Selon le décret, Les indemnités de fonction sont comprises en 40% et 25% de la solde de base indiciaire. Les indemnités de logement entre 80.000 et 30.000 FCFA et les primes de risque entre 200.000 et 75.000 FCFA.

La réaction des fédérations des syndicats de l’enseignement ne s’est pas fait attendre. Dans une lettre en date du 26 septembre 2013, adressée aux ministères des enseignements primaires et secondaires et de l’enseignement technique et de la formation professionnelle, les enseignants lancent un préavis de grève de 72 heures pour compter du 07 octobre 2013, date initiale de la rentrée scolaire. « Un mot d’ordre reconductible en cas de non satisfaction des  doléances »,  martèlent les syndicats.

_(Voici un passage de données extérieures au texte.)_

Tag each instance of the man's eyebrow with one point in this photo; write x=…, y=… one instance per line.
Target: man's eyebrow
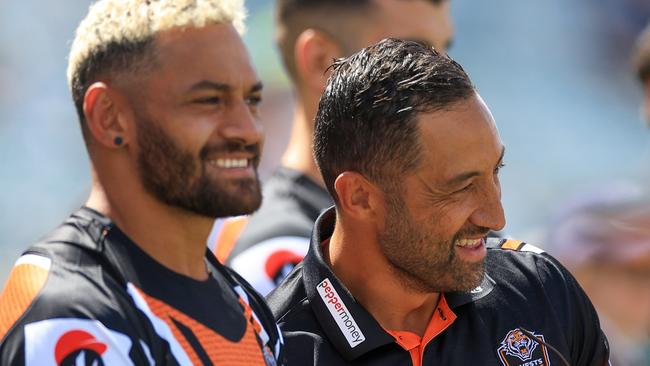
x=469, y=175
x=212, y=85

Les problèmes du corps enseignant sont légions et ressurgissent à chaque nouvelle année académique. Il y a belle lurette que les acteurs de l’éducation crient à tue tête à une meilleure éducation pour tous et à de meilleures conditions de vie des acteurs de l’éducation.

C’est le même chapelet de réclamations qui est égrené dans la lettre de préavis. « Face à la dégradation permanente des conditions de vie et de travail des enseignants vis-à-vis des nouveaux enjeux de l’éducation, les enseignants demandent, un octroi des primes d’éloignement, de logement, des travaux de nuit, de risques inhérents à l’emploi, de rendement ou mérite et de surcharge des classes ». Par ailleurs, ils exigent « l’annulation des mutations punitives des représentants et délégués syndicaux d’enseignants et la révision à la hausse des subventions annuelles accordées aux enseignants volontaires ». Peut-on lire en substance dans cette lettre de rappelle du syndicat des enseignants.

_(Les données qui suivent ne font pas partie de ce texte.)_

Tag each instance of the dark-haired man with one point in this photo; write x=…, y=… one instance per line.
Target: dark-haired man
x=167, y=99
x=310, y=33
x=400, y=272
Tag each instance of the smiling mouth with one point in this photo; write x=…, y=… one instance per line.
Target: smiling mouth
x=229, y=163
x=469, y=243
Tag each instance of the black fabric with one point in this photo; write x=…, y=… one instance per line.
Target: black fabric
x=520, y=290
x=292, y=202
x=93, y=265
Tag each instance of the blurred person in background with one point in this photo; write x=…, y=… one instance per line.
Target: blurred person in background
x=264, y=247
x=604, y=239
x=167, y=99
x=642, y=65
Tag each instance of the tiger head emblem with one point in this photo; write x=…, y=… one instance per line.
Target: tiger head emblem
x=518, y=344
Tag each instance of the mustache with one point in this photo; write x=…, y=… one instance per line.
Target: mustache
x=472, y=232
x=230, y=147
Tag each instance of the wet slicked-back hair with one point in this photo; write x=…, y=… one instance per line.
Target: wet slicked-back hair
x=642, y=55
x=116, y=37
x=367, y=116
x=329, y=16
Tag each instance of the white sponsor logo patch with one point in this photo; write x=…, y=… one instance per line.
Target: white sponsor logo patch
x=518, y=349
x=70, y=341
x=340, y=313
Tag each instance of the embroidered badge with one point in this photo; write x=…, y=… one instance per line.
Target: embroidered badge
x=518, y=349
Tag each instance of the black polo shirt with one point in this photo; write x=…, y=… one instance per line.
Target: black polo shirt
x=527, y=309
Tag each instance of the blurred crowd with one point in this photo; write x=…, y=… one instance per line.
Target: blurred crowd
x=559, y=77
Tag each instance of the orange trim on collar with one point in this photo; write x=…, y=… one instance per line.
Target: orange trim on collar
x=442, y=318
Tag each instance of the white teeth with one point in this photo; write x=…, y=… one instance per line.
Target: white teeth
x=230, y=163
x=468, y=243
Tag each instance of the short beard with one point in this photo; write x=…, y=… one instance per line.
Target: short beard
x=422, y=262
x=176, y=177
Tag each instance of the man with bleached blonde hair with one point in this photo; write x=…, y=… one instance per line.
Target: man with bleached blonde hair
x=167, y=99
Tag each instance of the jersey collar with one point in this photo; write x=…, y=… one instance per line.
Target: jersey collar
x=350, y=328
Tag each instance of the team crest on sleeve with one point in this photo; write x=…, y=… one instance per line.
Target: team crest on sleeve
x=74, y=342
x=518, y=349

« Exaspérés par les promesses non tenues, les Fédérations des Syndicats de l’Enseignement décident d’observer une grève les trois premiers jours de la rentrée scolaire 2013-2014, reconductible, si aucune solution n’est trouvée ». Souligne plus loin le courrier.

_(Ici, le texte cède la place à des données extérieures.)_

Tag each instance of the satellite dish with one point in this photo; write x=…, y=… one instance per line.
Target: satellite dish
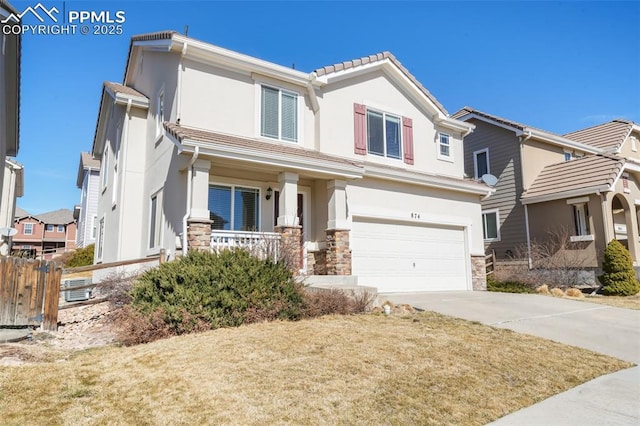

Quelle mouche a piqué l’indéboulonnable Ministre Ayassor de prendre un décret pour satisfaire les inspecteurs et autres et de laisser les enseignants à leur triste sort ?

On en était là quand le ministre des enseignements primaires et secondaire, Florent Maganawé qui a fait du zèle sur les radios pour démontrer comment sont parti, UNIR  a « frauduleusement obtenu les 61 sièges au parlement », annonçait le report sine die de la rentrée scolaire.

Les élèves reprendront donc le chemin de l’école le 14 octobre 2013. Un report d’une semaine qui ne règle pas la question des revendications légitimes des enseignants dont leur situation n’a rien d’enviable  à celle de leurs collègues de la sous-région qui sont mieux lotis.

Les autorités togolaises feraient mieux de satisfaire les différentes revendications du corps enseignant pour éviter que cette rentrée académique ne rime avec grèves comme ce fut le cas ces dernières années dont le plus récent douloureux exemple reste le souvenir des élèves Anselme Sinandaré et Douti Sinanlengue froidement assassinés par des forces de sécurité qui revendiquaient justement de meilleures conditions d’études.

Les syndicats et autres associations qui luttent pour une meilleure éducation pour tous au Togo ne comptent pas baisser les bras. La tension dans ce secteur risque de revenir si l’Etat ne prend les dispositions idoines dans les meilleurs délais.

Le désormais grand absent de la suite et sans doute pas la fin de cette lutte pour une meilleure éducation reste le combattant Ferdinand Yaovi Dossou, Président de l’association des parents d’élèves, fauché par un accident de circulation le 16 septembre 2013. Rien que pour rendre hommage à son combat inlassable ses camarades de lutte, soutiennent aller jusqu’au bout pour que l’éducation au Togo retrouve ses lettres de noblesse. Pour rappel, sa mort est intervenue au lendemain d’une émission télévisée où il n’a pas mâché ses mots. Certains de ses amis susurrent qu’il serait judicieux d’ouvrir une enquête pour éclaircir l’opinion sur les circonstances réelles de cette mort subite, surtout,  quand on sait qu’au Togo, un accident de circulation peut être l’œuvre des barbouzes pour faire taire les empêcheurs de tourner en rond comme l’était Di Fernand Dossou comme ses collègues l’appelaient amicalement.

Quoi qu’il en soit la  rentrée académique 2013-2014 réserve d’énormes surprises.